Statistical analyses

For descriptive statistical analyses, independent sample t tests and Fisher exact tests were used for comparisons between the lower and higher E-DII groups. In cross-sectional analyses, multivariable regression models were used to investigate relationships between E-DII and the measured outcomes, with model 2 adjusting for age, gender, endoscopy procedure, body mass index (BMI), and smoking status as covariates. For categorical analyses, participants were divided into a low E-DII (more anti-inflammatory) and a high E-DII (more pro-inflammatory) group by dichotomizing at the median E-DII (0.700). Differences in the measured outcomes between the low and high E-DII groups at baseline were investigated using the ANOVA General Linear Model (GLM) and adjusting for age, gender, endoscopy procedure, BMI, and smoking status as covariates. Models were not adjusted for total energy intake because it is one of the components of the DII and is explicitly accounted for in the calculation of E-DII scores.

For the randomized controlled trial (RCT), interactions between E-DII status at baseline and the effects of the dietary intervention (RS and/or PD) on the measured outcomes after intervention were investigated using the ANOVA GLM, adjusting for preintervention measurement, age, gender, endoscopy procedure, BMI, and smoking status as covariates. All statistical analyses were performed using IBM SPSS Statistics version 25. P < 0.05 was considered statistically significant.

Participant demographics

Seventy-five healthy participants were recruited to the DISC Study (Table 1). The mean age of participants was 52 years (range, 30–80 years), and 53% were female. Most of the participants (97%) were White. For more details, see the study by Malcomson and colleagues (36).
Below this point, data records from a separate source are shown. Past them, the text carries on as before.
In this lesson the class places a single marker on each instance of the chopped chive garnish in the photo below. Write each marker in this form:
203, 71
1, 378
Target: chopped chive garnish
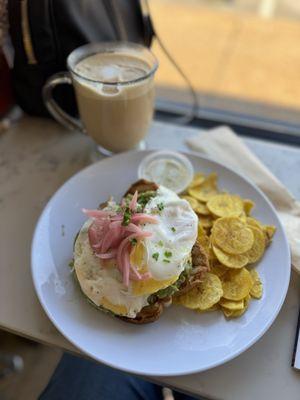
126, 217
133, 241
160, 206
Inflammatory potential of diets of DISC study participants

The mean E-DII score was slightly proinflammatory (0.736 ± 0.253), and E-DII scores ranged from −4.480 to 5.030. Table 1 shows the participants' characteristics according to E-DII group. Participants with more proinflammatory diets, i.e., those in the higher-E-DII group, were more likely to be former or current smokers (P = 0.03).

Relationships between E-DII and inflammatory markers

hsCRP concentrations in the higher, more proinflammatory, E-DII group were approximately 2-fold greater compared with the lower E-DII group (P = 0.03; Table 2). Although fecal calprotectin concentrations were, on average, 32% higher in individuals in the higher E-DII group, the considerable interindividual variation within groups meant that this difference was not statistically significant (P = 0.46). There were no significant relationships between E-DII and fecal calprotectin or hsCRP concentrations when investigated using the regression models (Supplementary Table S4).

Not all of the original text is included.